Tuesday, March 29, 2011

Laos: Markets in Luang Prabang: Phousi Market

   You have to take a tuktuk to this enormous market on the outskirts of town--and this one isn't for tourists. It's where the local people buy everything they need on a daily basis. Some of it is inside a huge building, ill-lit apart from the occasional fluorescent strip lighting overhead. 
     The liveliest way I can tell you about its wonderful crowded chaos is to copy the notes I made as I strolled. Not sorting them out means you get an idea of the glorious confusion--and profusion--of it all. 



If this lady doesn't have it somewhere on her stall, what you're looking for probably doesn't exist. 

 Just some of the fresh vegetables for sale.
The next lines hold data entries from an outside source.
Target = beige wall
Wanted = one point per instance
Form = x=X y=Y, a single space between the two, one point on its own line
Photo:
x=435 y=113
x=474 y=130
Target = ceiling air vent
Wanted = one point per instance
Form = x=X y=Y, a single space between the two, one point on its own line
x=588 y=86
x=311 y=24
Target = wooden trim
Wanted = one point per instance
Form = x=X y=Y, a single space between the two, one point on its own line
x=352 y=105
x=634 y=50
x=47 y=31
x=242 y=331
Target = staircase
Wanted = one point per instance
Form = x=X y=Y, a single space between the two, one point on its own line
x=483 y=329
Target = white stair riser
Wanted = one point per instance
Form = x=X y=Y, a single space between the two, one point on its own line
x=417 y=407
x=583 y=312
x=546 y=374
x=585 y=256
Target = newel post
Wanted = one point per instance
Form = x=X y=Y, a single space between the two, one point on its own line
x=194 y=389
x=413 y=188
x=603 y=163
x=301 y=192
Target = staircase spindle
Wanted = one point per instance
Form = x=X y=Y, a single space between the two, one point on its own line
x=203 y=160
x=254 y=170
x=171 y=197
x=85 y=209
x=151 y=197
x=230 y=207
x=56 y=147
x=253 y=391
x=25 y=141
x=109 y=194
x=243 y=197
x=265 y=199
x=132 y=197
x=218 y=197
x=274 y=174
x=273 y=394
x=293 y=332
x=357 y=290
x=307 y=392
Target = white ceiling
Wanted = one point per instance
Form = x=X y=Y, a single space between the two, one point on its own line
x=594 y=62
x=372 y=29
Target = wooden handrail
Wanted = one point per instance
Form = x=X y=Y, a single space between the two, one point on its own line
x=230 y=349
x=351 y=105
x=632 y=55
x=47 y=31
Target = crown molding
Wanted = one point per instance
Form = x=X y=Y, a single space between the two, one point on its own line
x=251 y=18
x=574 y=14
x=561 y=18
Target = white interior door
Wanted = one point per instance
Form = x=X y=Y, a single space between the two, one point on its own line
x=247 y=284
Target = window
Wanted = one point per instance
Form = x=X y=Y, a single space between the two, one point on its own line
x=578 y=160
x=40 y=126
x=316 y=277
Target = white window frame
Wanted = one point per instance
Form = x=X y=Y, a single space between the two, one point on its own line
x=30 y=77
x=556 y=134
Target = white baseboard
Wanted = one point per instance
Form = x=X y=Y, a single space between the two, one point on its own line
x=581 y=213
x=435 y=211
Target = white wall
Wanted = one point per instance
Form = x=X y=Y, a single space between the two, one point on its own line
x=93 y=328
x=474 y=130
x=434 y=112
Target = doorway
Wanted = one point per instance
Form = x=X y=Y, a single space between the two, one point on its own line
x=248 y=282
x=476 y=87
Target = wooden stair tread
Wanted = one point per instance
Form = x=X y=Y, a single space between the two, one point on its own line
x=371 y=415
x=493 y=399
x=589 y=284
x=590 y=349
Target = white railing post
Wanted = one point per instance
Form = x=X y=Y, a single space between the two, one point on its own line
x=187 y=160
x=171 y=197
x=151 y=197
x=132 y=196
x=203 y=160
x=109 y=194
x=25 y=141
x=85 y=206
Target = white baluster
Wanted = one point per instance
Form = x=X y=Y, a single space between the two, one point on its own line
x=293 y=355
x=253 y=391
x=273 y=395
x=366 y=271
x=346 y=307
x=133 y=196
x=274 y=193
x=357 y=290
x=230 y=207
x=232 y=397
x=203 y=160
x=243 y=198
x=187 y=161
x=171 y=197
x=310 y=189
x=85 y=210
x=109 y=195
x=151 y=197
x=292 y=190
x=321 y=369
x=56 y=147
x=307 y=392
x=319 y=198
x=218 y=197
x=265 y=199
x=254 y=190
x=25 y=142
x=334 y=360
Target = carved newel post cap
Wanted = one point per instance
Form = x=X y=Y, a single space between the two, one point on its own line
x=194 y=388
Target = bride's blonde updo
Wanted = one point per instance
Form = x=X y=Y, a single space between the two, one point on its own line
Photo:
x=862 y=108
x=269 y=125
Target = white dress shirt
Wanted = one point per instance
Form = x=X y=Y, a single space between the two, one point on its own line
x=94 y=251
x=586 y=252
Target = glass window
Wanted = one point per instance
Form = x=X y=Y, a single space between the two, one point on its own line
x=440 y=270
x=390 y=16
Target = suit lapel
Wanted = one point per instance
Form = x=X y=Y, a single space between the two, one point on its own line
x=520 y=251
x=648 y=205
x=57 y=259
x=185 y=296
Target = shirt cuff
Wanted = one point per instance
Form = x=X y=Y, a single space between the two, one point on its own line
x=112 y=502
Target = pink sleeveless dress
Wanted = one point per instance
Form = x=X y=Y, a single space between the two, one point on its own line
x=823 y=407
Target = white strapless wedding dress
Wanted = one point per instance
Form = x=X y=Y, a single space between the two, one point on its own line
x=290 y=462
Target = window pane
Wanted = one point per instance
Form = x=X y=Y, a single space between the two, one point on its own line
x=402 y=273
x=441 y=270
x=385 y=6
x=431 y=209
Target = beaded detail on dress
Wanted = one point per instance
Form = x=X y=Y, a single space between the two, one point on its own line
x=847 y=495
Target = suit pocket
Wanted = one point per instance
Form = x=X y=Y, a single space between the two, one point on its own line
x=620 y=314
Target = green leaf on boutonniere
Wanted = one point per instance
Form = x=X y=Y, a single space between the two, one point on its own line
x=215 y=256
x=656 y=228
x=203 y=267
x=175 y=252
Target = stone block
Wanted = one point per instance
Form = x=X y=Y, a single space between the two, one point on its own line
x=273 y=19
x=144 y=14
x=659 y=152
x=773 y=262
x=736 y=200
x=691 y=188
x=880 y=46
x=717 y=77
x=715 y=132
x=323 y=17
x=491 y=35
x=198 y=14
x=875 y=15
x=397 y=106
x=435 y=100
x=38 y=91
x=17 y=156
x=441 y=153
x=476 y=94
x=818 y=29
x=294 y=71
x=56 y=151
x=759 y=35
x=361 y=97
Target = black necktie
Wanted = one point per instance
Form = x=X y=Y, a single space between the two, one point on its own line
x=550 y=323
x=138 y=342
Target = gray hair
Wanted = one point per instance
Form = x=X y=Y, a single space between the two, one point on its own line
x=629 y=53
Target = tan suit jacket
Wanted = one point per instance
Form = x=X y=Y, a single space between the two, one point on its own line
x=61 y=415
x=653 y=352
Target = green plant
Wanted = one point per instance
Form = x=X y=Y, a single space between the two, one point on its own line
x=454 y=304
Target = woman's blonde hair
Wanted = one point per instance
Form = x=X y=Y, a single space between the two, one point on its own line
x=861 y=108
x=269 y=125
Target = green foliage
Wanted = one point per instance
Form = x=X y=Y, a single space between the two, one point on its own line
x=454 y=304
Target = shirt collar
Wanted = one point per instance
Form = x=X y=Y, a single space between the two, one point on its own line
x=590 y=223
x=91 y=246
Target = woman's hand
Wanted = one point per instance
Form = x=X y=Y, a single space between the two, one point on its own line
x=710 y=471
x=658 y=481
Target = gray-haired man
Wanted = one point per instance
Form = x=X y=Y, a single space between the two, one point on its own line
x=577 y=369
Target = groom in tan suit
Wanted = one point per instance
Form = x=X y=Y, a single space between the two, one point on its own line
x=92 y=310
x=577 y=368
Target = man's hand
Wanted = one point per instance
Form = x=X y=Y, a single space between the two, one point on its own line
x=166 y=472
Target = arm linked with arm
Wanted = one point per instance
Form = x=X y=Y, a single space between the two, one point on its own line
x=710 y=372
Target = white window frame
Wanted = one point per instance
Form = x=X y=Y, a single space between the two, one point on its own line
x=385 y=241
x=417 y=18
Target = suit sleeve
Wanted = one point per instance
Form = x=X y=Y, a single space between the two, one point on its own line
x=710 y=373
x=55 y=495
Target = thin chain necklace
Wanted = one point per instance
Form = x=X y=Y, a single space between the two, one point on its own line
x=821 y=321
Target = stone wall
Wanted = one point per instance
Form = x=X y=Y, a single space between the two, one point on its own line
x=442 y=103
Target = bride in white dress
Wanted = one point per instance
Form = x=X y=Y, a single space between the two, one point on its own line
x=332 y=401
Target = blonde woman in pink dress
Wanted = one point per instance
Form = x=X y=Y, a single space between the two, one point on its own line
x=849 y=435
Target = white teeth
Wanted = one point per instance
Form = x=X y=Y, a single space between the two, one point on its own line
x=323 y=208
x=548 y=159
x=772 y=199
      Here's what I scribbled down as I ambled up one aisle and down the other.
       Phousi market. Indoors, outdoors. Enormous. Everything in shiny plastic bags. Loose dried chilis of different kinds. Huge green-yellow papaya. An immense selection of plastic and enamelware, and stainless steel bowls. A truckload of oranges. Backpacks and 4-in-1 plastic holders for condiments. Cel phones and gold watches and silver jewellery. Pale beige-peach-coloured squash. Stacked trays of brown eggs. Almost orange-gold potatoes.
   Trays of woven bamboo heaped with bean sprouts. A tin tray holding one enormous blood clot. Live fish in aerated plastic bowls of water. Fresh rice noodles. Water buffalo feet. Pungent dried fish smelling like overworn underwear. Murderous smell of freshly hacked meat. Knives, tongs and rice makers. I have bought river weed with orange and garlic. Not sure if it needs cooking. The girl who sold it to me was giggling too hard over our lack of communication. 10,000 kip. Another 8000 spent on a tin tray, painted with flowers. Flashlights, steel wool and toothpicks. Ladies with sewing machines stitching up sarongs. Sequinned jeans. Cola and 7up. “Mingwing Weaving” men’s underwear. Locks, keys and hinges.
Spices in the bowls at the front. Fish-sauce-in-the-making in the bowls at the back.


Meat in the raw.


    When I wrote "a truckload of oranges," that's what I meant. I went to this colossal market three times altogether, and still didn't see everything.